The social media platform has been cultivating deals with a wide range of faith communities over the past few years, the Times said, and sees even greater strategic opportunity after the coronavirus pandemic forced religious groups to find new ways to reach followers.
The Times said Facebook, "aims to become the virtual home for religious community, and wants churches, mosques, synagogues and others to embed their religious life into its platform, from hosting worship services and socializing more casually to soliciting money."
The online giant has created new products, including audio and prayer sharing, aimed to help faith groups. One tool allows for subscriptions where users pay to receive exclusive content.
Although in-person religious gatherings aren’t going to be replaced by virtual meetings, many religious groups see opportunity to reach more people on Facebook.
News of Facebook seeking religious partners comes as the company has been criticized greatly for privacy issues and its role in the country’s growing disinformation crisis.

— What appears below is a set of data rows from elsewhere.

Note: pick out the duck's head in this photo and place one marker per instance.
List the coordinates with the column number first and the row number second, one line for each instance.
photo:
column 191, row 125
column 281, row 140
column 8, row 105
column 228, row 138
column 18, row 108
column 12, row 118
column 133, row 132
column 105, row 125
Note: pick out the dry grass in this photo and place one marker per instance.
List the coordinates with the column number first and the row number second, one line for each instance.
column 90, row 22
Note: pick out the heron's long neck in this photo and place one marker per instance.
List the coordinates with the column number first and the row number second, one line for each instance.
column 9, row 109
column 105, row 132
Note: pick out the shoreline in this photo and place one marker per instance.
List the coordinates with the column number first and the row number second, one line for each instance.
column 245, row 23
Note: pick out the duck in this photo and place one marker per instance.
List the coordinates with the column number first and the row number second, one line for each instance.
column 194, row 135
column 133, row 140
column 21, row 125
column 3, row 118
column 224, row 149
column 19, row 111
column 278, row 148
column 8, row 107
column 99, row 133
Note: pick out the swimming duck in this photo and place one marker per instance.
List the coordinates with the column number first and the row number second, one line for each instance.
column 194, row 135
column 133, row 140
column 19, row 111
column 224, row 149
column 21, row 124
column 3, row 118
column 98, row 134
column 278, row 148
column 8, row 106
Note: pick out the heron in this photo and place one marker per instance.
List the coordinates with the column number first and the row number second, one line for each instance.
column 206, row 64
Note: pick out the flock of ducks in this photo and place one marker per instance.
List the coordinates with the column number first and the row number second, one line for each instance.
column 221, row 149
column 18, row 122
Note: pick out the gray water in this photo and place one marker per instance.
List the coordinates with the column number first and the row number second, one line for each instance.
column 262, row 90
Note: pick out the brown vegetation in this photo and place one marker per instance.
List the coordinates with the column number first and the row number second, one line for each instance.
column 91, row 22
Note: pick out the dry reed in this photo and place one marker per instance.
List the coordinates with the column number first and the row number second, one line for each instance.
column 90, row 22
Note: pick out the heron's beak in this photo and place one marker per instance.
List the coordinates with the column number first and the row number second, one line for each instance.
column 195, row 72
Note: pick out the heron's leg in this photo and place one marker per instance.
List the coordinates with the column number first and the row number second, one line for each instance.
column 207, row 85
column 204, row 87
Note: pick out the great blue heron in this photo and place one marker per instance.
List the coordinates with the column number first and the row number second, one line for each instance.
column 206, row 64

Even President Joe Biden criticized Facebook for its role in the spread of false information about COVID-19 vaccines.
"I just want people to know that Facebook is a place where, when they do feel discouraged or depressed or isolated, that they could go to Facebook and they could immediately connect with a group of people that care about them," Nona Jones, the company’s director for global faith partnerships and a nondenominational minister, told the Times.
The Times said Facebook executives recently pitched their efforts to religious groups at a virtual faith summit. Sheryl Sandberg, the company’s chief operating officer, shared an online resource hub with tools to build congregations on the platform.
"Faith organizations and social media are a natural fit because fundamentally both are about connection," Sandberg said, according to the Times.
"Our hope is that one day people will host religious services in virtual reality spaces as well, or use augmented reality as an educational tool to teach their children the story of their faith."
The Times reported Facebook created faith partnerships team in 2017, and began courting religious leaders, especially of evangelical and Pentecostal groups, in earnest in 2018.
"Facebook basically said, hey, we want to be the It, we want to be the go-to," Rev. Samuel Rodriguez, a Sacramento, California, pastor who leads a large coalition of Hispanic churches, told the Times.
Sarah Lane Ritchie, a lecturer in theology and science at the University of Edinburgh, told the Times that the potential for Facebook to gather valuable user information creates “enormous” concerns.
"Corporations are not worried about moral codes," Ritchie told the Times. "I don’t think we know yet all the ways in which this marriage between Big Tech and the church will play out."